Toast pecan halves in small baking pan at 350 degrees f. for 6 - 8 min. cool. Reserve 12 pecan halves and coarsely chop remaining to equal about 3 Tbsp. Chop 3 Dates (using a wet knife) to equal about 1/3 cup. In medium bowl, mash banana with lemon juice and cinnamon. Stir in chopped nuts and dates and softened yogurt. Cover and quickly return to freezer; freeze until firm. To serve, scoop frozen yogurt mixture into 4 dessert glasses and garnish each with 3 pecan halves and 2 to 3 date halves. Garnish with fresh mint leaves Makes 4 servings.

MEDJOOL DATE OATMEAL COOKIES
1 Cup Butter or margarine\ 1 Cup Brown Sugar, firmly packed \ 1 Cup Granulated sugar\ 1 Tsp. Vanilla\ 2 Eggs\ 1 Cup chopped Medjool Dates\ 1 1/2 Cup Sifted All - Purpose Flour\ 1 Tsp. Salt\ 1 Tsp. Baking Soda \ 1/2 Tsp. Cinnamon \ 1/2 Tsp. Nutmeg \ 1/2 Tsp. Ground Cloves \ 3 Cups of Rolled Oats

Cream butter or margarine and sugars until fluffy. Stir in vanilla. Add eggs one at a time, beating well after each addition. Stir flour, salt, soda and spices together. Add to the mixture and mix well. Stir in oatmeal and Medjool Dates. Drop by teaspoonful about 2 inches apart on well-greased cookie sheet.

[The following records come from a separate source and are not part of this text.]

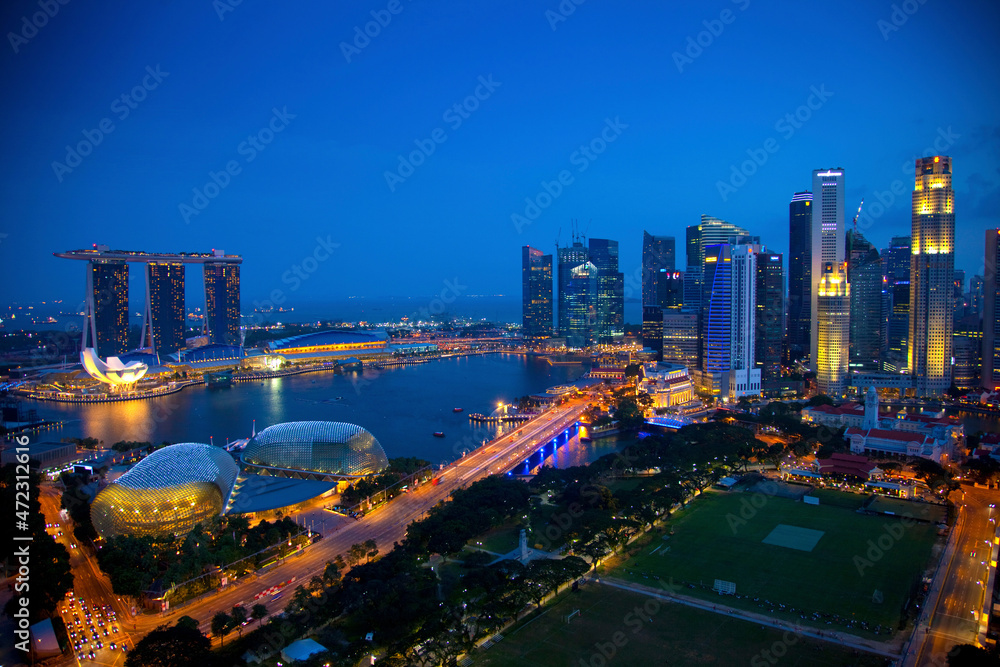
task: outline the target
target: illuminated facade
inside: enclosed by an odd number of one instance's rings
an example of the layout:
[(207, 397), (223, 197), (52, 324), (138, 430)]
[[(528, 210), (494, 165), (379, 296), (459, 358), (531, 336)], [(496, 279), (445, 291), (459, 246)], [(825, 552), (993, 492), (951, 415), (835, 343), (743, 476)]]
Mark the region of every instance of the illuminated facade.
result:
[(827, 263), (816, 289), (816, 384), (821, 393), (841, 396), (847, 391), (851, 336), (851, 288), (844, 264)]
[(951, 384), (955, 276), (951, 158), (917, 160), (910, 248), (909, 368), (918, 396)]
[(184, 535), (222, 514), (238, 473), (218, 447), (186, 442), (158, 449), (97, 494), (94, 528), (104, 539)]
[[(844, 170), (817, 169), (813, 171), (812, 201), (812, 262), (810, 294), (810, 367), (819, 374), (819, 357), (839, 356), (839, 350), (819, 350), (819, 320), (836, 319), (835, 314), (819, 310), (818, 286), (824, 279), (824, 270), (838, 267), (844, 262)], [(838, 311), (839, 312), (839, 311)], [(848, 341), (843, 342), (846, 354)], [(846, 359), (846, 357), (845, 357)]]
[(521, 248), (521, 335), (552, 335), (552, 255), (531, 246)]
[(205, 263), (205, 325), (211, 342), (242, 344), (239, 264), (227, 261)]
[(366, 477), (389, 467), (375, 436), (343, 422), (269, 426), (250, 439), (242, 461), (253, 472), (324, 480)]

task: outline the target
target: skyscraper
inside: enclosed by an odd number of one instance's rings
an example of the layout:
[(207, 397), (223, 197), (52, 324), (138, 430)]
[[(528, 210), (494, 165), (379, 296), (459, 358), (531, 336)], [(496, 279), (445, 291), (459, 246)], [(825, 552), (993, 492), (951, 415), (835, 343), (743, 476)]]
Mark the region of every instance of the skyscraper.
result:
[(597, 269), (593, 336), (600, 344), (625, 337), (625, 276), (618, 270), (618, 241), (590, 239), (590, 261)]
[(889, 242), (885, 262), (889, 306), (886, 322), (886, 354), (882, 370), (899, 373), (908, 370), (910, 336), (910, 242), (909, 236), (894, 236)]
[(909, 367), (917, 396), (951, 384), (955, 211), (951, 158), (917, 160), (910, 256)]
[[(556, 275), (556, 286), (558, 288), (559, 299), (559, 335), (569, 336), (570, 321), (570, 284), (573, 281), (573, 269), (590, 261), (590, 254), (586, 246), (577, 239), (573, 239), (573, 245), (565, 248), (556, 248), (556, 256), (559, 262)], [(579, 319), (579, 315), (577, 316)], [(589, 345), (590, 334), (587, 334)]]
[[(159, 355), (184, 347), (184, 265), (180, 262), (146, 264), (146, 313), (140, 347)], [(149, 340), (146, 339), (147, 332)]]
[(816, 385), (820, 393), (841, 396), (849, 384), (851, 294), (846, 263), (823, 265), (816, 306)]
[(755, 359), (761, 381), (781, 376), (784, 328), (785, 276), (780, 253), (764, 249), (757, 254)]
[(552, 255), (531, 246), (521, 248), (521, 335), (552, 335)]
[(812, 193), (796, 192), (788, 204), (787, 358), (801, 359), (811, 344)]
[[(824, 270), (844, 263), (844, 170), (816, 169), (813, 171), (812, 203), (812, 269), (810, 279), (814, 286), (824, 279)], [(818, 308), (819, 297), (816, 289), (810, 294), (810, 368), (819, 372), (819, 329), (821, 317)], [(827, 318), (828, 322), (838, 318)], [(844, 323), (846, 325), (846, 322)], [(847, 344), (847, 332), (844, 332)], [(846, 372), (846, 371), (845, 371)]]
[(83, 347), (95, 348), (102, 358), (124, 354), (128, 351), (128, 264), (94, 259), (87, 268)]
[(879, 370), (882, 329), (882, 258), (860, 232), (847, 232), (847, 282), (851, 286), (851, 371)]
[(657, 279), (674, 271), (674, 237), (642, 232), (642, 303), (656, 303)]
[[(215, 251), (223, 257), (221, 250)], [(228, 261), (205, 262), (205, 325), (212, 343), (241, 345), (240, 265)]]
[(986, 271), (983, 275), (983, 371), (986, 389), (1000, 389), (1000, 228), (986, 230)]

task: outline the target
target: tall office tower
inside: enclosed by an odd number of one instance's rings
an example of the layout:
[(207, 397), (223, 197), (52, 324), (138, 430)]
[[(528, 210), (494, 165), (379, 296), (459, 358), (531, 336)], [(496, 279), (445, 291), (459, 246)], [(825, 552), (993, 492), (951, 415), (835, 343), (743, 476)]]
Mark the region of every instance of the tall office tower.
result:
[(959, 389), (979, 387), (982, 370), (983, 329), (982, 322), (978, 317), (966, 315), (955, 319), (952, 350), (955, 364), (951, 369), (951, 381)]
[[(844, 170), (816, 169), (813, 171), (812, 203), (812, 275), (814, 286), (824, 279), (828, 267), (844, 263)], [(817, 308), (819, 295), (816, 289), (810, 294), (809, 310), (809, 364), (819, 373), (819, 329), (817, 323), (824, 314)], [(828, 318), (829, 319), (829, 318)], [(844, 341), (845, 345), (847, 341)]]
[[(140, 347), (158, 355), (184, 347), (184, 265), (180, 262), (146, 264), (146, 313)], [(149, 333), (149, 339), (146, 335)]]
[(590, 261), (597, 268), (597, 320), (594, 337), (603, 345), (625, 338), (625, 275), (618, 270), (618, 241), (590, 239)]
[(976, 317), (983, 316), (983, 304), (986, 302), (984, 297), (985, 287), (982, 276), (972, 276), (972, 280), (969, 281), (969, 310), (970, 314)]
[(986, 272), (983, 275), (983, 387), (1000, 389), (1000, 229), (986, 230)]
[(663, 361), (663, 309), (659, 306), (642, 307), (642, 346), (655, 352), (657, 361)]
[(521, 248), (521, 335), (552, 335), (552, 255), (531, 246)]
[(103, 358), (124, 354), (128, 351), (128, 264), (95, 259), (87, 268), (83, 347), (95, 348)]
[(569, 288), (573, 281), (573, 269), (589, 262), (590, 253), (587, 252), (586, 246), (579, 238), (574, 237), (573, 245), (565, 248), (556, 247), (556, 260), (559, 262), (556, 275), (559, 299), (559, 335), (565, 338), (569, 335)]
[(698, 313), (686, 310), (663, 311), (663, 361), (698, 369), (700, 328)]
[[(225, 253), (214, 251), (216, 257)], [(220, 345), (242, 345), (240, 339), (240, 265), (205, 262), (205, 325), (208, 339)]]
[(913, 186), (909, 335), (917, 396), (936, 396), (951, 384), (954, 202), (951, 158), (919, 158)]
[(755, 362), (761, 381), (781, 376), (781, 342), (785, 322), (785, 275), (780, 253), (757, 255)]
[(847, 375), (851, 334), (851, 288), (847, 266), (827, 262), (816, 286), (816, 385), (827, 396), (842, 396)]
[(847, 282), (851, 286), (851, 371), (879, 370), (882, 342), (882, 258), (861, 235), (848, 231)]
[(570, 270), (566, 285), (566, 346), (590, 345), (597, 324), (597, 267), (584, 262)]
[(674, 237), (642, 232), (642, 303), (656, 303), (656, 285), (661, 272), (674, 271)]
[(701, 388), (730, 400), (760, 394), (754, 354), (758, 251), (728, 243), (705, 248)]
[(812, 193), (796, 192), (788, 204), (787, 359), (809, 352), (812, 308)]
[(909, 369), (910, 335), (910, 237), (894, 236), (885, 262), (885, 282), (889, 292), (886, 323), (886, 353), (882, 370), (900, 373)]

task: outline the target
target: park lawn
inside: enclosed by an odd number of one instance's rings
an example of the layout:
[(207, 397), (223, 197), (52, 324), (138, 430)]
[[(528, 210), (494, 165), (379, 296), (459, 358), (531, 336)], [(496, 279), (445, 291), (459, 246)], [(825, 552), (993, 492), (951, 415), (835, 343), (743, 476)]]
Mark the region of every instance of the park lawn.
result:
[[(779, 524), (824, 534), (811, 552), (763, 543)], [(718, 594), (711, 589), (715, 579), (722, 579), (734, 582), (743, 596), (726, 597), (725, 604), (762, 611), (753, 601), (760, 597), (806, 611), (854, 615), (892, 629), (928, 566), (936, 539), (930, 524), (906, 527), (891, 517), (749, 493), (703, 494), (671, 528), (672, 537), (650, 541), (634, 558), (616, 561), (609, 574), (644, 584), (656, 577), (673, 578), (680, 585), (695, 585), (684, 593), (715, 600)], [(880, 538), (884, 549), (878, 546)], [(881, 603), (872, 599), (876, 589)], [(802, 620), (799, 614), (786, 618)], [(829, 627), (825, 621), (817, 625)], [(854, 632), (870, 636), (860, 628)]]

Bake at 350 degrees 10-15 minutes. Let cool a few minutes before removing from the baking sheet.

BIG PARTY CHICKEN SALAD
Here's a 24-serving salad for your next big "do" for the club...
hearty enough for men and pretty enough for women!

DRESSING:
8 Cups (2 qts.) Cubed, Cooked Chicken\ 2 Cups Water Chestnuts, Sliced\ 3 Cups Pineapple Chunks\ 2 Cups Seedless Grapes\ 2 Cups Diced Celery \ 2 Cups Diced Medjool Dates\ 2 Cups Sliced Nuts \ 2 1/2 Cup Chicken Broth\ 1 Tsp. Curry Powder (or more to taste)\ 2 Tsp. Soy Sauce

Mix just enough to blend. Combine the chilled ingredients with enough dressing to moisten. Serve in crisp lettuce cups.